Político curtido en lides electorales, después de recorrer casi toda la federación mexicana en su carácter de Delegado priista, Ramos Gurrión ocupó la Secretaría de Acción Electoral del CEN priista a invitación del presidente Salinas de Gortari; ese Comité lo presidía Luis Donaldo Colosio cuando en 1989 se perdió la elección en Baja California, dura experiencia, el claroscuro, porque finalmente la política, veleidosa como suele ser, encierra una buena dosis de riesgo para quien la practica, casi casi como la aventura del hombre.

Pero la política es ciencia, la ciencia de lo posible dicen algunos. Lo cierto es que sin ella la convivencia humana sería imposible. Ayer expresó sus condolencias personales a los familiares de Ramos Gurrión el gobernador Miguel Ángel Yunes Linares, quien despuntaba en política cuando aquel era presidente del PRI, llegó sin escolta, guardando las debidas formas. Ese gesto expresa reconocimiento al físicamente desaparecido y que en política lo cortes debiera ser norma permanente de conducta aun militando en frentes encontrados, sin importar las circunstancias porque la importancia del objetivo está por encima de la brevedad humana. Lo hizo también el candidato priista al gobierno de Veracruz, José Yunes Zorrilla, para honrar al correligionario y amigo, en la austera soledad de la húmeda madrugada antes de emprender nueva gira de proselitismo por la entidad veracruzana.

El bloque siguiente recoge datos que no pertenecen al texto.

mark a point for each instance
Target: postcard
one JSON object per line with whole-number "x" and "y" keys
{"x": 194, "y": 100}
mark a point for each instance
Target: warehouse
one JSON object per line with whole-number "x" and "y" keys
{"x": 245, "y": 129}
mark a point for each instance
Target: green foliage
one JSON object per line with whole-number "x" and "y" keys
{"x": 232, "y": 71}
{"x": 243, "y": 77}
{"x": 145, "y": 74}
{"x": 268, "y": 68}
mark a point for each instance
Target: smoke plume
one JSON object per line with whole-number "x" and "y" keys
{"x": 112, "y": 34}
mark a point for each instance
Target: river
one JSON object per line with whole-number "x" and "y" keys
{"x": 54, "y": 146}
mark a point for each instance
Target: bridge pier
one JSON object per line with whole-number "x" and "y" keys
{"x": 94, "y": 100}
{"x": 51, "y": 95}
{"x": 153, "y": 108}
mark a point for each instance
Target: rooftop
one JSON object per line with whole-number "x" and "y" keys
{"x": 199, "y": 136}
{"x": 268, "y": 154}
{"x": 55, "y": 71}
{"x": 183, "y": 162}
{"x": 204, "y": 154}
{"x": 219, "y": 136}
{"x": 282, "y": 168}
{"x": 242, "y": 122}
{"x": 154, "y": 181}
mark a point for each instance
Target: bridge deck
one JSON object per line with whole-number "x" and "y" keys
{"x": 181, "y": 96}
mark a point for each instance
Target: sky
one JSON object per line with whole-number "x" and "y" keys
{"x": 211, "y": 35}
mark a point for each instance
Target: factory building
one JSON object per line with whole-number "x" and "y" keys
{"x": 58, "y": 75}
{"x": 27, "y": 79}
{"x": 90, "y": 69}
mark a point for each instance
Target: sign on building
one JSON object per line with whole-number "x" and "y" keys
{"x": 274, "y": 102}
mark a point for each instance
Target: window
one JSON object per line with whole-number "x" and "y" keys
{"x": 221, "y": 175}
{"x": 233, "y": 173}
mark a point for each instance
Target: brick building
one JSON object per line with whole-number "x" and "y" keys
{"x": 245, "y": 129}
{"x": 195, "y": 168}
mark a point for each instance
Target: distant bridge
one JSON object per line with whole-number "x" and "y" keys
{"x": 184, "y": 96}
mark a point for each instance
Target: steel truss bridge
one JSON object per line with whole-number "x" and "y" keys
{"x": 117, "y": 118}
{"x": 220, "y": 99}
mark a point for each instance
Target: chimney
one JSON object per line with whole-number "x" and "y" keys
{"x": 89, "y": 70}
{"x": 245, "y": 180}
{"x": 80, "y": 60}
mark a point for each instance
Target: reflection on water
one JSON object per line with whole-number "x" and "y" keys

Ya en la póstuma despedida, a Manuel Ramos Gurrión su partido le brindó sentido homenaje en el sitio de sus correrías cuando el ímpetu de la juventud no reconocía límites. El Presidente, Américo Zúñiga, pronunció una elegía póstuma de despedida al militante distinguido, quien hace pocos años regresó a Veracruz a invitación del entonces dirigente estatal Héctor Yunes Landa, en atención a su rica trayectoria, y en emotivo y sustancial discurso reconoció la modestia con que Ramos Gurrión desempeñó, junto con Marco López Mora, otro dechado de experiencias, las tareas partidistas encomendadas. Luchador hasta el fin Ramos Gurrión formó parte de la Corriente Crítica de su partido y al final también probó las mieles amargas de la impotencia por no poder cambiar lo que consideraba inicuo para su partido.

Sí, la política es la aventura del hombre; Ramos Gurrión la practicó con fruición y dejó huella, qué mejor consuelo para sus seres queridos y amigos de aventura. Descanse en Paz.